Further, compared to India's politics and its unending habit of venerating leaders and kings from years gone by, Amar Jawan Jyoti's psychological imprint was light despite the gravity and palpability of sacrifice made and the human numbers represented within its tiny acreage.

The transfer of the eternal flame was smoothly done and within days, a hologram of Netaji Subhash Chandra Bose took its place at India Gate.

Can you imagine such willing surrender to the exigencies of the future if the same was done to the statue of a political leader, any of our gods or figures from history?

The inclusive ' unknown'

Among the hardest things to do in land wedded to self-importance and the desire to be remembered for generations, is dying unknown.

Not once did Amar Jawan Jyoti stop this nation from doing what it must.

Unlike the imagery around historical and political figures, manipulated to serve political goals and halt us in our tracks, the Unknown Soldier never stopped us from moving on.

In times of statues standing several hundred feet tall and contesting to be the biggest, the Unknown Soldier stayed unflinchingly dignified all of a rifle length and a helmet-tall.

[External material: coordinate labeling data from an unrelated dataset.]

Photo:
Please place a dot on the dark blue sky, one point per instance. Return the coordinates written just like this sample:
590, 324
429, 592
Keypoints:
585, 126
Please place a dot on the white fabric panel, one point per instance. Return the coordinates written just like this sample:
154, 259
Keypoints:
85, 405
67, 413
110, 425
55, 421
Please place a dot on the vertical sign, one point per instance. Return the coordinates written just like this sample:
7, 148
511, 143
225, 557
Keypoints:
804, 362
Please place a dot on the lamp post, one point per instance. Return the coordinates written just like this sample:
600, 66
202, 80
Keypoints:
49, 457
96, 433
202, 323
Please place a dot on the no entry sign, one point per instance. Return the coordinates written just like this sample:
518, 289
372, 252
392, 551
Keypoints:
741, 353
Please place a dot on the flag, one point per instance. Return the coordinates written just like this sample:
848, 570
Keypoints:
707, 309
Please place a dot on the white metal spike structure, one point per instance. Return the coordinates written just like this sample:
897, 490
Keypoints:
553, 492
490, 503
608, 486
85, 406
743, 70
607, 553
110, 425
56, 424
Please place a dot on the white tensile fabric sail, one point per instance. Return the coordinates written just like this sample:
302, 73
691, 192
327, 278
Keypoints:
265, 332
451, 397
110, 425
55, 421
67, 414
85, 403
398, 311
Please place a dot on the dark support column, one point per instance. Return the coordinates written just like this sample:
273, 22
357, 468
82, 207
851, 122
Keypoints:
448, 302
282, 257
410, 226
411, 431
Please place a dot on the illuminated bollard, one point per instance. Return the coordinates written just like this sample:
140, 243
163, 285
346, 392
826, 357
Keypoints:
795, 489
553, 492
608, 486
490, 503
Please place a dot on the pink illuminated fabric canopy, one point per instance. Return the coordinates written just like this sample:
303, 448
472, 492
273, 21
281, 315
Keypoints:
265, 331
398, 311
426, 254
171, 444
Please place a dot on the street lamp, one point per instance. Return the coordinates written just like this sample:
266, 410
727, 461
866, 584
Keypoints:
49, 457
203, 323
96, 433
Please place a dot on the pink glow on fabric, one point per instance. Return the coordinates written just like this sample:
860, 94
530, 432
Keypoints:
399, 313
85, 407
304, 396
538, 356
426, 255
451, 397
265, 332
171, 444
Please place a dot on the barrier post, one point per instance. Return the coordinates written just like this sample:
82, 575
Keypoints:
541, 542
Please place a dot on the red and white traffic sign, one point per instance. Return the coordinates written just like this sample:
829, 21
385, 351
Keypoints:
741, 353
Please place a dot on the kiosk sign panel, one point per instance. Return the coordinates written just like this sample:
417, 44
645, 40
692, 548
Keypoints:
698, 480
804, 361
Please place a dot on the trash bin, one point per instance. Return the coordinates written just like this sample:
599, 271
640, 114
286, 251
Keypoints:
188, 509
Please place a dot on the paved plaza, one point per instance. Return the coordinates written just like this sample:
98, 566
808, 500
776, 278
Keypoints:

From Mahatma Gandhi to Jawaharlal Nehru, Sardar Patel and Netaji, not one of them would be what they are, if they hadn't stood on the shoulders of others, if they hadn't enjoyed the support of the nameless many, several of who went on to rank among the unknown dead of whichever line of activity they represented.

For me, Amar Jawan Jyoti mattered because it acknowledged the 'unknown' and through it, the whole.

It made this country belong to all. Faceless and nameless, it was courage inclusive.

Shyam G Menon is a Mumbai-based columnist.